Gwen, who’s been listening in and who now struggles to climb into the cab of the pickup in her extremely short skirt, cannot believe how ridiculous her mother and Susanna Justice are when they get together. Susie comes out to California once or twice a year, and they’re just as stupid on the West Coast as they are right here. “You are both so mature,” she says disdainfully.
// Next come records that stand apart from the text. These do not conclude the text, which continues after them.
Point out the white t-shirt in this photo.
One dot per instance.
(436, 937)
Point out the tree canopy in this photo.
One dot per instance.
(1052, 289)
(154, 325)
Gwen’s tiny black dress isn’t the only reason Susanna Justice and March shut up and stare. Gwen is wearing gloopy black mascara and has moussed her hair so that it spikes up in the front, like a little bed of nails. Wait till she tells her friend Minnie: There I was, trapped like a rat, with the two of them giving me fashion attitude. I couldn’t get away, I was trapped, I tell you, trapped in a way no human being should ever be.

“You’re letting her go like that?” Susie asks March.

“Letting her?” People who haven’t had children have the oddest ideas.

“Can we just go to the funeral and get this over with?” Gwen says in her froggy voice. Before coming outside, she sneaked a cigarette in the bathroom, then doused herself with some Jean Naté she found in the medicine cabinet which she thinks has gotten rid of the scent of smoke.

“Oh, yeah, definitely,” Susie says, getting in behind the wheel. “Let’s not let Judith’s funeral take up too much of your precious time.”

“Exactly,” Gwen says. She’s flipped down the visor in order to get a glimpse of herself in the mirror. She wishes for two things: bigger eyes and a thinner face. She can’t abide her own reflection, so how could anyone else? Maybe her mother and that stupid Susie aren’t so wrong when they judge her. Cutting her hair was certainly a mistake, she sees that now. Her look is so wrong it’s almost a joke. She’d like to be the human equivalent of an Afghan hound. Instead, what she sees is a beagle looking back at her.